Don't get burnt at the BBQ

Summer is finally here. The sun is shining, birds are singing in the trees and our spirits have lifted. In these long, bright evenings, the last thing we want to do is slave over a hot stove. The hearty stews and warming soups that have brought us through the winter are finally losing their appeal and at this time of year, we are more inclined to go for the lighter option, as salads and pasta dishes replace the wholesome casseroles of winter.

It is also the time to hand over the title of Head Chef to the man of the house, to sit back and relax with a glass of wine and await the feast of charred sausages and not-quite-cooked burgers. Yes, it’s barbeque season.

Barbeque, bar-b-cue or BBQ – no matter how you spell it, it boils down to the same thing: huge piles of meat and bowls of salad. You might think that barbequing is a healthy way to cook – and it is, to a certain extent. Cooking meats slowly and a good distance above the flames allows the fat to melt and drip away. But, like anything else, there are traps lurking at every corner, waiting to catch out the healthy eater.

Now, a big problem with barbeques is that there is usually a huge variety of food there and, if you’re anything like me, you’ll want to try one of everything, or maybe even two of everything. This is probably because of the novelty factor in using a barbeque and, especially is this country where the sun doesn’t shine too often, we tend to cook everything in sight.

Unfortunately, this can be a fatal trap for those of us watching our waistlines – a bit of this, a spoonful of that, just one of everything, please – it all adds up. And have you ever stopped to count up those char-grilled calories? Prepare to be amazed and horrified for here is the low down to what’s what on the grill:

Food Serving

1 sausage: 64 kcals, 5g fat

1 burger: 114 kcals, 8.5g fat

1 lamb cutlet: 212 kcals, 17g fat

1 serving of pork ribs: 175 kcals,2g fat

1 medium baked potato with butter: 238 kcals, 8.4g fat

1 serving of coleslaw: 116 kcals, 12g fat

1 serving of potato salad: 224 kcals, 22.5g fat

1 portion of garlic bread: 400 kcals, 15g fat

1 tablespoon of mayonnaise: 104kcals, 11.3g fat

1 tablespoon of Thousand Island dressing: 57 kcals, 5.7g fat

1 tablespoon of French dressing: 72 kcals, 7.5g fat

1 tablespoon of BBQ sauce: 20 kcals, 0.5g fat

1 serving of tossed salad: 30 kcals, 0.5g fat

Okay, you might be able to summon some will-power and not have one of everything but if you are not among the iron-willed (who must be few and far between, if we’re honest…) your grand total for your ‘healthy’ BBQ meal is a staggering 1,761 calories and over 120g of fat. That’s more than a whole days’ worth of calories for many of us and around twice our recommended daily fat intake.

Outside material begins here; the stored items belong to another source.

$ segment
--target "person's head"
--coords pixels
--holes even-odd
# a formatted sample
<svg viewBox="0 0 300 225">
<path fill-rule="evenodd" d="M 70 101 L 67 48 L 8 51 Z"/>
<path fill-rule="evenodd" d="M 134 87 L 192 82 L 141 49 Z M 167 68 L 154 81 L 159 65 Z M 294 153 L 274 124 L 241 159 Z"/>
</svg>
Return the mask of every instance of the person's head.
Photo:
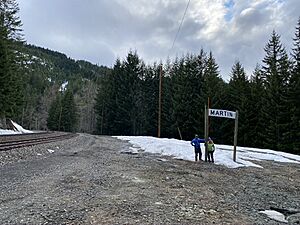
<svg viewBox="0 0 300 225">
<path fill-rule="evenodd" d="M 198 134 L 195 134 L 195 138 L 197 138 L 198 137 Z"/>
</svg>

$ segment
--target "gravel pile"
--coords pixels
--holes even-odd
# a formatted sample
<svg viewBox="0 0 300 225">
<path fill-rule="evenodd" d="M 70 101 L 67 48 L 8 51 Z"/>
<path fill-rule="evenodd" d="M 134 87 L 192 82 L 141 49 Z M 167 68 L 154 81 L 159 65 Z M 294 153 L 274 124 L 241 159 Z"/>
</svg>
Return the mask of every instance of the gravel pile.
<svg viewBox="0 0 300 225">
<path fill-rule="evenodd" d="M 276 208 L 289 224 L 300 224 L 298 164 L 269 161 L 256 162 L 264 169 L 228 169 L 142 150 L 129 154 L 130 147 L 112 137 L 81 134 L 0 152 L 0 221 L 287 224 L 260 213 Z"/>
</svg>

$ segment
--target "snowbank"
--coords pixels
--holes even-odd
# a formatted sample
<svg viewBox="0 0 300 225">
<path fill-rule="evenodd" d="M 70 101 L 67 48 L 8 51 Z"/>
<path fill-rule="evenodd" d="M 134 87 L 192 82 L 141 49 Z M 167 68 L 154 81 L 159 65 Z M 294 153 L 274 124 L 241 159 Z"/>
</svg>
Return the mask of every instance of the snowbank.
<svg viewBox="0 0 300 225">
<path fill-rule="evenodd" d="M 146 152 L 168 155 L 178 159 L 194 161 L 194 148 L 190 141 L 182 141 L 168 138 L 155 138 L 146 136 L 115 136 L 121 140 L 128 140 L 134 146 L 138 146 Z M 277 162 L 300 163 L 300 156 L 269 149 L 237 147 L 237 160 L 234 162 L 233 146 L 215 144 L 215 164 L 229 168 L 259 167 L 251 161 L 274 160 Z M 204 153 L 204 144 L 201 144 Z M 204 155 L 204 154 L 203 154 Z M 202 159 L 204 156 L 202 156 Z"/>
<path fill-rule="evenodd" d="M 24 129 L 22 126 L 20 126 L 19 124 L 15 123 L 12 120 L 11 120 L 11 123 L 15 127 L 15 130 L 0 129 L 0 135 L 33 133 L 30 130 Z"/>
</svg>

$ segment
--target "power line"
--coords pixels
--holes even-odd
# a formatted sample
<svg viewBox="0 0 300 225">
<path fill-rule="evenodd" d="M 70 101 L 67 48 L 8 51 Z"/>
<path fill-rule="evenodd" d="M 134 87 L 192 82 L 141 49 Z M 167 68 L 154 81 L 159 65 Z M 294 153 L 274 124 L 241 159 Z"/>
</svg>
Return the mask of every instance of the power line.
<svg viewBox="0 0 300 225">
<path fill-rule="evenodd" d="M 174 47 L 174 44 L 175 44 L 175 41 L 178 37 L 178 34 L 179 34 L 179 31 L 182 27 L 182 24 L 183 24 L 183 20 L 184 20 L 184 17 L 186 15 L 186 12 L 189 8 L 189 5 L 190 5 L 190 2 L 191 0 L 188 1 L 187 5 L 186 5 L 186 8 L 185 8 L 185 11 L 184 11 L 184 14 L 183 14 L 183 17 L 181 19 L 181 22 L 180 22 L 180 25 L 178 27 L 178 30 L 177 30 L 177 33 L 176 33 L 176 36 L 174 38 L 174 41 L 173 41 L 173 44 L 172 44 L 172 47 L 169 51 L 169 54 L 170 52 L 172 51 L 173 47 Z M 160 72 L 159 72 L 159 94 L 158 94 L 158 127 L 157 127 L 157 137 L 160 137 L 160 127 L 161 127 L 161 110 L 162 110 L 162 102 L 161 102 L 161 99 L 162 99 L 162 65 L 160 65 Z M 178 127 L 178 130 L 179 130 L 179 127 Z M 179 130 L 180 132 L 180 130 Z M 181 135 L 180 135 L 181 136 Z"/>
<path fill-rule="evenodd" d="M 180 25 L 179 25 L 179 27 L 178 27 L 177 33 L 176 33 L 176 35 L 175 35 L 175 38 L 174 38 L 174 41 L 173 41 L 173 44 L 172 44 L 172 47 L 171 47 L 169 53 L 172 51 L 172 49 L 173 49 L 173 47 L 174 47 L 174 45 L 175 45 L 175 41 L 176 41 L 176 39 L 177 39 L 177 37 L 178 37 L 178 34 L 179 34 L 179 32 L 180 32 L 180 29 L 181 29 L 181 27 L 182 27 L 183 20 L 184 20 L 184 17 L 185 17 L 185 15 L 186 15 L 186 12 L 187 12 L 187 10 L 188 10 L 188 8 L 189 8 L 190 2 L 191 2 L 191 0 L 189 0 L 188 3 L 187 3 L 187 5 L 186 5 L 184 14 L 183 14 L 183 16 L 182 16 Z"/>
</svg>

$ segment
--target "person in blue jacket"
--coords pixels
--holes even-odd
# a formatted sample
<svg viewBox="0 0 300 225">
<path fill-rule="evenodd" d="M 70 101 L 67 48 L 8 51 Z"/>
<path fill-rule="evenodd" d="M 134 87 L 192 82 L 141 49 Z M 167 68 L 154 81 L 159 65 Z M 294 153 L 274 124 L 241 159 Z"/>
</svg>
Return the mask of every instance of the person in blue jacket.
<svg viewBox="0 0 300 225">
<path fill-rule="evenodd" d="M 196 134 L 195 138 L 191 141 L 191 145 L 194 146 L 195 148 L 195 161 L 198 161 L 198 155 L 199 155 L 199 160 L 202 160 L 200 143 L 205 143 L 205 139 L 200 139 Z"/>
</svg>

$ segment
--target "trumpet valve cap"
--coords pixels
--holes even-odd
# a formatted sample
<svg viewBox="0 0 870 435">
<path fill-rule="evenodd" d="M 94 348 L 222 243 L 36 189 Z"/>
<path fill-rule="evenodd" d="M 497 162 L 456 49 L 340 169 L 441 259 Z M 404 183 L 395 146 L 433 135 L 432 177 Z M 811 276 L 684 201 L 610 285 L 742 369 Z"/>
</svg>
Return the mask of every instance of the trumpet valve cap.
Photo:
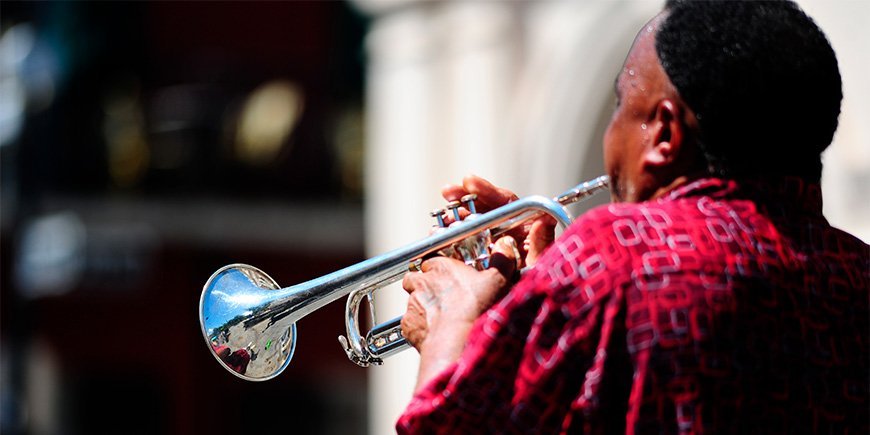
<svg viewBox="0 0 870 435">
<path fill-rule="evenodd" d="M 438 226 L 440 228 L 444 228 L 446 226 L 444 224 L 444 209 L 443 208 L 436 208 L 435 210 L 430 211 L 429 216 L 432 216 L 433 218 L 435 218 L 438 221 Z"/>
<path fill-rule="evenodd" d="M 469 193 L 468 195 L 463 196 L 459 201 L 462 204 L 466 204 L 466 207 L 468 207 L 468 211 L 470 211 L 471 214 L 477 214 L 477 209 L 474 207 L 474 201 L 477 201 L 477 194 Z"/>
</svg>

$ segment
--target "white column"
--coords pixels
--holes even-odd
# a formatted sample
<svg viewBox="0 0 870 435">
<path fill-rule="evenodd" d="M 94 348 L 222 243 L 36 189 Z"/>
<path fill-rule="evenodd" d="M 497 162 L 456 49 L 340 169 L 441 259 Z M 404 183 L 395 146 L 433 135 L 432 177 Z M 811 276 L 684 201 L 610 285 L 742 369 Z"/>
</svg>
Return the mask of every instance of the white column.
<svg viewBox="0 0 870 435">
<path fill-rule="evenodd" d="M 367 48 L 366 242 L 372 254 L 425 237 L 440 187 L 499 167 L 516 68 L 515 3 L 407 2 L 381 11 Z M 509 180 L 502 180 L 509 181 Z M 404 311 L 398 286 L 378 309 Z M 389 317 L 389 316 L 384 316 Z M 411 397 L 415 352 L 369 370 L 370 433 L 390 433 Z"/>
<path fill-rule="evenodd" d="M 411 5 L 378 18 L 367 41 L 366 245 L 380 254 L 425 236 L 426 211 L 437 185 L 430 174 L 446 164 L 433 152 L 443 146 L 440 107 L 445 90 L 433 68 L 439 49 L 431 13 Z M 404 312 L 398 286 L 380 291 L 382 318 Z M 386 314 L 389 313 L 389 314 Z M 416 352 L 390 358 L 369 375 L 369 433 L 394 432 L 417 376 Z"/>
<path fill-rule="evenodd" d="M 658 2 L 534 2 L 510 105 L 507 162 L 521 194 L 554 195 L 603 173 L 613 82 Z"/>
</svg>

And that doesn’t include the baked bananas with chocolate and ice-cream to follow or the beer to wash it all down. One serving of this dessert will add another 320 calories and 12g of fat, while having even one glass of beer will boost your total to 2,230 calories and 133g of fat. Unbelievable.

But, thankfully, there is a better way to enjoy your barbeque. Swapping the fatty meats such as sausages, burgers and lamb chops for leaner cuts like steak, pork or reduced fat sausages will dramatically cut your calorie intake: you can save around 200 calories making these meat swaps alone.

Hold the butter on that baked potato and there’s another 75 calories saved. Go for the tossed salad with low fat dressing instead of the mayo-rich coleslaw and potato salad and full fat dressings and that’s 300 calories and over 34g of fat you’ve saved. And having a wine spritzer, with only 40 calories, instead of a pint of lager will save another 90 calories or so.

Don’t forget that veggies are brilliant on the BBQ – make kebabs with cherry tomatoes, onion wedges, slices of courgette and mushrooms and marinade with orange juice or low fat dressing for a tasty side-dish. Or how about grilling slices of aubergine, oily fish such as salmon or even going for vegetable or quorn burgers. The ideas are endless and it can be enjoyed healthily. Use it as an opportunity to ignite your imagination.